The significance of these cases goes beyond the FFA market, since the FFA contracts are based on various versions of the standard form Multicurrency-Cross Border Master Agreement of the International Swap Dealers Association. This standard form contract is used worldwide for all forms of financial derivative contracts. Until the advent of these FFA contract claims, the caselaw in relation to these very important standard form agreements was sparse.
The Klaveness case follows the recent High Court FFA/ISDA contract case of Marine Trade SA v Pioneer Freight Futures Co Ltd [2009] EWHC 2656 (Comm); [2009] All ER (D) 30 (Nov), which also involved PFF. In that case Flaux J considered the consequences of the insolvency of one of the parties to an FFA contract on the obligations of the parties to pay under the contract. In particular, it involved analysis of the operation of section 2(a)(iii) of the ISDA Master Agreement and the circumstances in which a party is no longer obliged to pay when the other party is insolvent because of there being an Event of Default or Potential Event of Default.
The Klaveness case also involves judicial analysis of section 2(a)(iii) of the ISDA Master Agreement and whether there was an Event of Default or Potential Event of Default. However, this was not in relation to insolvency but in the circumstances where the parties had agreed to alter or suspend their contractual obligations.

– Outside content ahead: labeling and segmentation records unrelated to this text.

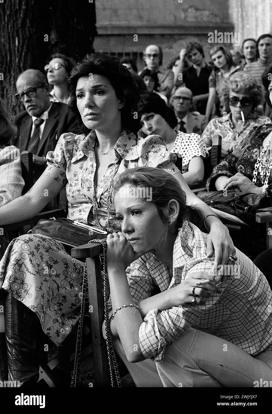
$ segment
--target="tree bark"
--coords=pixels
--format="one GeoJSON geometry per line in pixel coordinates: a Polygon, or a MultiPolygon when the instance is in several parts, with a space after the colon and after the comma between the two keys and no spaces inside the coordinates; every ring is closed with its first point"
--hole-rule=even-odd
{"type": "Polygon", "coordinates": [[[78,61],[94,51],[95,1],[0,0],[0,96],[13,114],[23,109],[14,96],[22,72],[44,72],[55,52],[78,61]]]}

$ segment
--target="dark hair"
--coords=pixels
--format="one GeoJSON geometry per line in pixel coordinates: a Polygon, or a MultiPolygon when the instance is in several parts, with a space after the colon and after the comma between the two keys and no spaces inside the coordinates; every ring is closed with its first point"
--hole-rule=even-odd
{"type": "Polygon", "coordinates": [[[146,69],[143,69],[143,70],[142,71],[140,76],[143,78],[143,79],[145,76],[150,76],[150,77],[152,78],[155,82],[154,90],[158,91],[159,89],[159,86],[160,86],[160,83],[159,82],[159,79],[158,77],[158,75],[157,75],[157,72],[155,72],[155,70],[150,70],[149,69],[148,69],[147,68],[146,68],[146,69]]]}
{"type": "Polygon", "coordinates": [[[129,58],[126,58],[125,56],[124,58],[122,58],[120,59],[120,61],[122,65],[124,65],[124,63],[130,63],[134,72],[136,72],[136,73],[138,72],[138,70],[136,65],[136,62],[134,59],[130,59],[129,58]]]}
{"type": "Polygon", "coordinates": [[[255,39],[253,39],[252,37],[248,37],[246,39],[245,39],[243,42],[242,43],[242,47],[241,48],[241,50],[242,51],[242,57],[243,58],[245,58],[243,51],[244,49],[244,45],[245,44],[246,42],[247,42],[248,41],[250,40],[252,42],[254,42],[254,43],[255,43],[255,45],[256,46],[256,58],[258,58],[259,51],[258,51],[257,42],[256,42],[256,40],[255,40],[255,39]]]}
{"type": "Polygon", "coordinates": [[[230,91],[236,93],[245,94],[253,99],[252,112],[254,112],[258,105],[262,103],[262,88],[260,84],[246,72],[236,72],[226,81],[219,91],[221,102],[227,108],[230,91]]]}
{"type": "Polygon", "coordinates": [[[10,121],[7,108],[3,101],[0,98],[0,145],[7,145],[14,138],[16,131],[15,127],[10,121]]]}
{"type": "Polygon", "coordinates": [[[180,58],[179,56],[176,56],[175,58],[173,58],[170,61],[169,65],[167,66],[168,69],[172,69],[172,67],[177,62],[177,60],[179,60],[180,58]]]}
{"type": "Polygon", "coordinates": [[[171,128],[174,128],[177,123],[174,111],[168,108],[163,99],[155,92],[146,92],[141,94],[138,112],[139,119],[145,113],[154,112],[162,116],[171,128]]]}
{"type": "Polygon", "coordinates": [[[265,87],[265,99],[268,106],[272,108],[272,104],[269,99],[270,94],[268,90],[268,87],[272,80],[272,65],[270,65],[266,68],[262,74],[262,84],[265,87]]]}
{"type": "Polygon", "coordinates": [[[164,170],[151,167],[136,167],[126,170],[120,174],[114,184],[113,200],[117,191],[126,184],[134,188],[151,189],[152,198],[150,202],[155,204],[165,224],[168,223],[163,207],[173,199],[176,200],[180,206],[175,224],[177,229],[181,227],[185,220],[190,220],[199,227],[203,225],[203,219],[198,210],[186,205],[186,195],[179,182],[164,170]]]}
{"type": "MultiPolygon", "coordinates": [[[[232,59],[232,56],[231,55],[231,53],[229,52],[227,49],[224,47],[223,46],[215,46],[213,47],[212,49],[211,49],[209,52],[210,57],[211,57],[215,55],[216,53],[217,52],[222,52],[225,55],[225,57],[226,58],[226,60],[227,61],[227,65],[228,66],[228,68],[230,69],[231,66],[234,65],[234,63],[232,59]]],[[[219,71],[220,70],[216,67],[215,67],[214,70],[216,71],[219,71]]]]}
{"type": "Polygon", "coordinates": [[[244,44],[246,42],[247,42],[249,40],[251,40],[252,42],[254,42],[257,47],[257,42],[256,41],[256,40],[255,40],[255,39],[253,39],[252,37],[248,37],[246,39],[245,39],[243,42],[242,43],[242,50],[243,50],[243,48],[244,47],[244,44]]]}
{"type": "Polygon", "coordinates": [[[270,37],[270,39],[272,39],[272,34],[270,34],[270,33],[266,33],[265,34],[261,34],[257,40],[257,46],[259,46],[259,43],[261,40],[262,39],[264,39],[265,37],[270,37]]]}
{"type": "Polygon", "coordinates": [[[198,42],[190,42],[186,46],[186,52],[187,55],[191,53],[193,49],[196,49],[199,53],[201,53],[203,57],[204,56],[204,51],[203,48],[200,43],[198,42]]]}
{"type": "Polygon", "coordinates": [[[65,55],[63,55],[61,53],[54,53],[50,56],[50,60],[51,60],[52,59],[56,58],[61,59],[63,61],[65,70],[68,75],[70,75],[72,72],[72,69],[76,65],[76,62],[75,59],[73,59],[73,58],[68,58],[68,56],[66,56],[65,55]]]}
{"type": "Polygon", "coordinates": [[[87,135],[90,130],[83,123],[78,109],[75,90],[78,79],[83,76],[89,76],[90,73],[107,78],[117,96],[125,100],[125,106],[120,110],[122,128],[136,134],[140,129],[140,123],[134,115],[137,111],[139,92],[133,78],[127,68],[116,56],[100,53],[87,55],[74,67],[68,79],[70,96],[68,107],[75,115],[83,132],[87,135]]]}
{"type": "MultiPolygon", "coordinates": [[[[159,64],[160,65],[162,65],[163,64],[163,49],[162,49],[162,48],[160,47],[160,46],[158,46],[158,45],[149,45],[148,46],[155,46],[156,47],[158,48],[159,49],[159,54],[160,55],[160,60],[159,60],[159,64]]],[[[143,56],[144,56],[144,55],[146,54],[146,49],[147,49],[147,48],[148,48],[148,46],[147,46],[146,47],[146,48],[145,49],[145,50],[143,51],[143,56]]]]}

The significance of the Klaveness case is that it involves judicial consideration of the circumstances in which the parties are able to alter or suspend the operation of the terms of the FFA contracts without the need for this to be in writing.

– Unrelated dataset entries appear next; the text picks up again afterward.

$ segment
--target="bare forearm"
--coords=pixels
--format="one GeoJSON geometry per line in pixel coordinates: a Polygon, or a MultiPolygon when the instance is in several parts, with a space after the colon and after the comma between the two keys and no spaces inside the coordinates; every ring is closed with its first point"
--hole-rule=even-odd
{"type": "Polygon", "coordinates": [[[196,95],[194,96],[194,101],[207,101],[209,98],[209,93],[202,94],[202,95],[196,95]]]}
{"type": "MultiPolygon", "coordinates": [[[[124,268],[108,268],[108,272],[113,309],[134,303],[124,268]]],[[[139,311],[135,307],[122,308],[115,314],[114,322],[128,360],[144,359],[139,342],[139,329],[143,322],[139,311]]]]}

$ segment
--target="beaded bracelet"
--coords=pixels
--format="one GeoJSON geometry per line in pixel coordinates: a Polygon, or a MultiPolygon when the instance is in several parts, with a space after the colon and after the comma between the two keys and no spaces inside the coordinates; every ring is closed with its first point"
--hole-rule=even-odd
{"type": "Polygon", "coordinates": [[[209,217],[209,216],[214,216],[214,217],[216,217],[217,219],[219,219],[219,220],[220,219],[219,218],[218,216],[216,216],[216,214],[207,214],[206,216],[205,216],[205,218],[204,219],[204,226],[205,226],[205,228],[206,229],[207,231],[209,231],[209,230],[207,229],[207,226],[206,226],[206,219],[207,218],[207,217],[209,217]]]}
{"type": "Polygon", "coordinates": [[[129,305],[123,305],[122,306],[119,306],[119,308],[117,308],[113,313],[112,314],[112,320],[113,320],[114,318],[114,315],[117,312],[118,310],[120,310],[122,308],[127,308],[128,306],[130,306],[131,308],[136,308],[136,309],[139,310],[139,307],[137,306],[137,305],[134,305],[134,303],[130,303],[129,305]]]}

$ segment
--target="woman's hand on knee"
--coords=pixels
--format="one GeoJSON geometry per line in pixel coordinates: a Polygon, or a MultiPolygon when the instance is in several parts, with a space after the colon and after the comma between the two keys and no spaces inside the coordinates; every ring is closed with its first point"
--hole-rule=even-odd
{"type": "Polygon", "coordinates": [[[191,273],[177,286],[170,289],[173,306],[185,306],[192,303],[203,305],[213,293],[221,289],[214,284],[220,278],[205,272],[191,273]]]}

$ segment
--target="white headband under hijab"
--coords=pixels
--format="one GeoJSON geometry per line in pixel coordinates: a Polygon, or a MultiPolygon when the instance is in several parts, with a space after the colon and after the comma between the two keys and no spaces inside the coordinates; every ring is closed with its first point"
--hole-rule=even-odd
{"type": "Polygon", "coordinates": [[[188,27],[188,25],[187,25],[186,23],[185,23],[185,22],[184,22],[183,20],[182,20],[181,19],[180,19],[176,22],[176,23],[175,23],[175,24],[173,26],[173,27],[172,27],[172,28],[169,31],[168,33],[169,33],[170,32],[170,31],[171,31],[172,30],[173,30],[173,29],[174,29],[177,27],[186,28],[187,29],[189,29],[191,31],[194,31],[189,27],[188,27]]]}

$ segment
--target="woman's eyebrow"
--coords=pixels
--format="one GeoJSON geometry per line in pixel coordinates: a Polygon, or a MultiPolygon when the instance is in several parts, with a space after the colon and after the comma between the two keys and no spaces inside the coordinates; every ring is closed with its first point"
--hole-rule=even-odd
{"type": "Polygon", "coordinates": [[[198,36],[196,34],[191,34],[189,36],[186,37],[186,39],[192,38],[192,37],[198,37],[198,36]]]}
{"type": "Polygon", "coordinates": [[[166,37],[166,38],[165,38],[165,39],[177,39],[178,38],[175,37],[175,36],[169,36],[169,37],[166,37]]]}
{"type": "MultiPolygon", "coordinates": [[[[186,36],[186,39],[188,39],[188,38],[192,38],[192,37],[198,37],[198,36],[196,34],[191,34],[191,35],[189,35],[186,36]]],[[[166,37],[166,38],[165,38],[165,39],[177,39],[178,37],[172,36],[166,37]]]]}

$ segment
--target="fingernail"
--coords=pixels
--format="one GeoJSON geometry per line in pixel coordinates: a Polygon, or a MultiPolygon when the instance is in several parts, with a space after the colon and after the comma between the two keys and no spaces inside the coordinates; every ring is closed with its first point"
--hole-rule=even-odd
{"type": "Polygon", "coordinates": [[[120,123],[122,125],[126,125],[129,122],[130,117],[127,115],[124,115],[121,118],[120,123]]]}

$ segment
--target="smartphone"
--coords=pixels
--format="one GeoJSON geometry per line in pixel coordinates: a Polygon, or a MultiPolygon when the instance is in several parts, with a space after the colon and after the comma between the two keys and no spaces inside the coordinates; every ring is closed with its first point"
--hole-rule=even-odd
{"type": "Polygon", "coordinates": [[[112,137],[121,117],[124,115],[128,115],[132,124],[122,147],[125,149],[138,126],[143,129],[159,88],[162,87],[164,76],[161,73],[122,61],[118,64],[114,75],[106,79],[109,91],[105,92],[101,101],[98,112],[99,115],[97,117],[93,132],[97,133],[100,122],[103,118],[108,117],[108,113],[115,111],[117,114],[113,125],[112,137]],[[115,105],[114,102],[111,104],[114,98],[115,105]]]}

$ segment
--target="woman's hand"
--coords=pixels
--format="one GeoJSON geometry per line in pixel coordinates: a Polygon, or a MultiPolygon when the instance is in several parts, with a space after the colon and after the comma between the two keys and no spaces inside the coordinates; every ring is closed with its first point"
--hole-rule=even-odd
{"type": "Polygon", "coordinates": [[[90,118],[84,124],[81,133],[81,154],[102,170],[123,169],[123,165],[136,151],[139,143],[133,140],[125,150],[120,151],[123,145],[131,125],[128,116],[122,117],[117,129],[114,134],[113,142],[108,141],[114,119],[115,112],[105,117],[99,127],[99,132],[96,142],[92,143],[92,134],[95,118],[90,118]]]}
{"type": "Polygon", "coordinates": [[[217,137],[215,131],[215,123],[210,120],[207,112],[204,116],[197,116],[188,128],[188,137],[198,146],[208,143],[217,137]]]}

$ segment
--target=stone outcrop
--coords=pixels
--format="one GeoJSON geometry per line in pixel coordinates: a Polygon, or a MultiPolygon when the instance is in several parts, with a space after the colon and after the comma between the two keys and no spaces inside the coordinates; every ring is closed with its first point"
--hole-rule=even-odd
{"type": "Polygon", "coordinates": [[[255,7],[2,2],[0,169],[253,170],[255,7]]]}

Specifically, it recognises that: (i) the parties are able to suspend the operation of a Settlement sum through a collateral oral contract notwithstanding the requirement at section 9(b) of the ISDA Master Agreement that any "amendment, modification or waiver" be in writing; and (ii) that the parties are able to agree to set-off sums from different calendar months under a collateral oral contract notwithstanding the requirement of clause 8(b) of the FFA contract that the agreement to set-off must be in writing. The case is also significant in that it recognises the effect of equity, and in particular the principle of forbearance, on the parties' obligations under the FFA/ISDA contractual regime.
It is anticipated that both the Klaveness case and the Marine Trade case will provide invaluable assistance and guidance to commercial parties trading on the standard form FFA contract and ISDA Master Agreement on the meaning and effect of those terms.
Aside from its importance to ISDA-using commercial parties, the Klaveness case is of importance on a more general point of legal principle. Christopher Clarke J decided that despite section 9(b), which provided that "No amendment, modification or waiver in respect of this Agreement will be effective unless in writing", a collateral oral contract had the effect of altering the agreement between the parties. The only prior caselaw on this issue was an unreported Court of Appeal decision in relation to a summary judgment application: I-Way Ltd v World Online Telecom UK Ltd [2002] EWCA Civ 413. The Klaveness case provides clarity and guidance on this issue.